# SageMaker Object2Vec Exercise

This notebook demonstrates Amazon SageMaker's **Object2Vec** algorithm for learning embeddings of pairs of objects.

## What You'll Learn
1. How to prepare paired data for Object2Vec
2. How to train embeddings for relationship learning
3. How to use embeddings for similarity search and classification

## What is Object2Vec?

Object2Vec is a general-purpose neural embedding algorithm that learns low-dimensional dense embeddings of high-dimensional objects.

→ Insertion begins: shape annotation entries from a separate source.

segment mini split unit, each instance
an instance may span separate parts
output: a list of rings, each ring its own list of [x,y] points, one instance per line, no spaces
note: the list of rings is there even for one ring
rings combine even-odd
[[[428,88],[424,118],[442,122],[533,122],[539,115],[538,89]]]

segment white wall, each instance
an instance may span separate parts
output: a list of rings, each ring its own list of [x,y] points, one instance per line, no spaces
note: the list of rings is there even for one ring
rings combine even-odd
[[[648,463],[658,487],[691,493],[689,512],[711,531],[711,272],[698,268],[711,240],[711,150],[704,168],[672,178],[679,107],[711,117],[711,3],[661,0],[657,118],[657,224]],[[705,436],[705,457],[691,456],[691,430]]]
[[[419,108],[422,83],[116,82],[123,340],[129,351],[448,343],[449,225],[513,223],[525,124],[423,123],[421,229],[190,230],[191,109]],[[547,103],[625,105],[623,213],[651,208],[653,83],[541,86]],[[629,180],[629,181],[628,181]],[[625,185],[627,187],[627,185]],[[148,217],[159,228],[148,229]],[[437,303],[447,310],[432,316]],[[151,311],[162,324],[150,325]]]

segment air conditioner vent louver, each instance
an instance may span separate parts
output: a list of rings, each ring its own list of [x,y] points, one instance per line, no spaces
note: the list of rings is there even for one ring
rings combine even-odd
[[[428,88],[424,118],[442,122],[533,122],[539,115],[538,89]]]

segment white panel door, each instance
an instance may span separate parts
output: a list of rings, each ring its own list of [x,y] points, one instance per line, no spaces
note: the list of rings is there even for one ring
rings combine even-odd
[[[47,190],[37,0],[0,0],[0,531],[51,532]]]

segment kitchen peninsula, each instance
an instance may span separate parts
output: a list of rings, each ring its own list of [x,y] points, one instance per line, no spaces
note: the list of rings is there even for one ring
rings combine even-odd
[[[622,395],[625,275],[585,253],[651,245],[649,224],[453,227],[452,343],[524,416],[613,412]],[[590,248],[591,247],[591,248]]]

It generalizes Word2Vec to arbitrary object pairs.

**Key Features:**
- Learns embeddings from paired objects (e.g., user-item, sentence-sentence)
- Supports discrete tokens and sequences as inputs
- Can handle asymmetric pairs (e.g., query-document)
- Embeddings can be used for downstream tasks

## Use Cases

| Use Case | Pair Type | Example |
|----------|-----------|----------|
| Recommendation | (user, item) | Predict user ratings |
| Sentence similarity | (sentence, sentence) | Semantic similarity |
| Document classification | (document, label) | Multi-class classification |
| Entity resolution | (entity1, entity2) | Match duplicate records |

## Architecture

```
Input Pair: (obj1, obj2)
       ↓         ↓
   Encoder0   Encoder1
       ↓         ↓
   embed1     embed2
       ↘       ↙
       Comparator
           ↓
       Output (label/score)
```

---

## Step 1: Setup and Imports

In [None]:
import boto3
import sagemaker
from sagemaker import get_execution_role
from sagemaker.image_uris import retrieve
from sagemaker.estimator import Estimator
import pandas as pd
import numpy as np
import json
import os
from datetime import datetime
from dotenv import load_dotenv
from collections import defaultdict

# Load environment variables from .env file
load_dotenv()

# Configure AWS session from environment variables
aws_profile = os.getenv('AWS_PROFILE')
aws_region = os.getenv('AWS_REGION', 'us-west-2')
sagemaker_role = os.getenv('SAGEMAKER_ROLE_ARN')

if aws_profile:
    boto3.setup_default_session(profile_name=aws_profile, region_name=aws_region)
else:
    boto3.setup_default_session(region_name=aws_region)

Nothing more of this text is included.